In the same way that pre-Michelle Smith, the Irish Olympic swimming team used to hail a competition a success if none of them was drowned, let’s be honest, weren’t we glad when both the Queen and Obama got out of Ireland alive? Not that there was ever a serious threat to their respective healths while they were here, but there was always the fear that a member of the South Offaly-North Tipperary branch of Al Qaeda might attack him with a hurl or that that dissy-dent republicans might savage the Queen with a Turbot snatched from the shelves of the English Market. We all breathed a sigh of relief when their planes left the ground and rose into that part of sky that Cork radio presenters know as non-indictable international airspace out of our jurisdiction.

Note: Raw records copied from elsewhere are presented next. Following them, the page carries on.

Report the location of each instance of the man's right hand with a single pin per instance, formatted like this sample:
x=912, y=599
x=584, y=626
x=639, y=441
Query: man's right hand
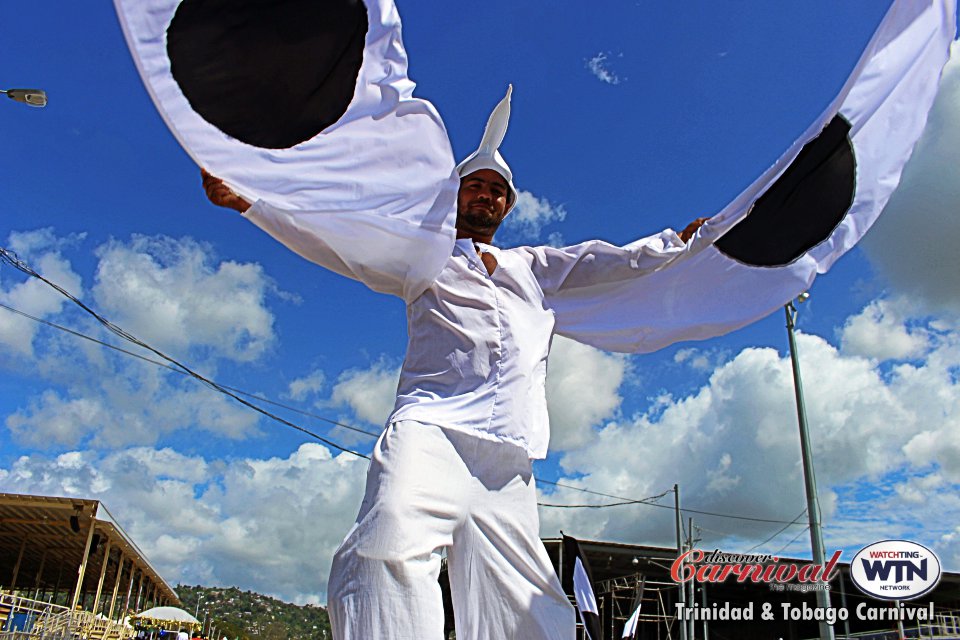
x=221, y=195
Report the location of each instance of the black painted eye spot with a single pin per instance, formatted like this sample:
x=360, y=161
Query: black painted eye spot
x=270, y=73
x=803, y=207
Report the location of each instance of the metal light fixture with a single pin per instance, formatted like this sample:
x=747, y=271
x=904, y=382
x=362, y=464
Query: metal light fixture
x=32, y=97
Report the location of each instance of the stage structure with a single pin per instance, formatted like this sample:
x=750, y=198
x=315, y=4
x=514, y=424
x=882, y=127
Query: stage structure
x=66, y=567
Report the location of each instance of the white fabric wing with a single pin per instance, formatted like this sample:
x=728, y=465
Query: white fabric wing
x=367, y=189
x=794, y=222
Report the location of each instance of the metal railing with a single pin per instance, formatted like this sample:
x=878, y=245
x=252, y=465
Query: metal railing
x=28, y=619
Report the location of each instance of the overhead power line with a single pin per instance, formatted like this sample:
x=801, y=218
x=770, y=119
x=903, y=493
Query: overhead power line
x=234, y=392
x=14, y=261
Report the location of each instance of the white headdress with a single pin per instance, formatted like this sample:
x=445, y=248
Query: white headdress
x=487, y=156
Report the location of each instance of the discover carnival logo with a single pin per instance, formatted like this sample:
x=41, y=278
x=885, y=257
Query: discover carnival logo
x=895, y=570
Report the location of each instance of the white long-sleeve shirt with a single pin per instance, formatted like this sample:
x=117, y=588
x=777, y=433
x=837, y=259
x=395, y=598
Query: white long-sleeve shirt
x=478, y=343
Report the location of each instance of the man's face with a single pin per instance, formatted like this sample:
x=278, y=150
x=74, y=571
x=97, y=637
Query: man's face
x=482, y=202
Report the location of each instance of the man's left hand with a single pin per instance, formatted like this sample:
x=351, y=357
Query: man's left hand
x=691, y=229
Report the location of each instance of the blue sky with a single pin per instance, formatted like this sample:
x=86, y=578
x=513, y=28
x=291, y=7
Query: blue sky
x=627, y=118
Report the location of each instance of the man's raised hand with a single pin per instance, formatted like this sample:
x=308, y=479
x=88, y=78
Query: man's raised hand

Every so often we develop a newfound talent at being brilliant at something or other that is absolutely no use to us in the long run. We developed a skill for winning Eurovisions, for having likeable Big Brother contestants, for breeding boybands, and we developed a uniquely Irish admiration for the likes of Charlie Landsborough, David Gray and Garth Brooks — and now we have discovered that we’re great at protecting international heads of state when they come to our country. It was a skill we never knew we had, to be honest, but years of batin’ crusties and inhaling hummus down in Rossport has given our gardai a new edge and so they excelled themselves. It’s a skill that we’ll probably never get to use again, because we’re running out of contentious heads of state to invite here. I mean who else could we invite to Ireland who would need such protection? The Pope comes next year, but his detractors are more theological than physical. David Drumm might, if he were to come back here.Thierry Henry perhaps. Enda could repeat TH’s vavavoom ads as a homage.
However, getting back to reality, wasn’t there a wonderful innocence to the scenes in Moneygall? It reminded me of the day in 1970 when three USAF helicopters landed in the field behind our house in Ballinrobe and as a five-year-old when I and other kids were given a spin on one, while Richard Nixon’s wife, Pat, went to visit relatives in the old homestead outside the town.
I can still smell the chipboard of the stage that day as we all held up the tricolours and star-spangled banners and waved furiously at a smily, friendly woman we had never seen before and would never see, in the flesh, again. But the memory of it lives on forever, as it will with those kids on the streets of Moneygall.
Both of this month’s visits were a throwback to the past, and perhaps it is to that past we will have to travel to rediscover what it is about Ireland that made people love us before we became arrogant flutes taking on the Arabs in buying wars. It’s hard to bate the auld hospitality when it comes to starting from scratch, especially when it can be done without the need for tugging the forelock.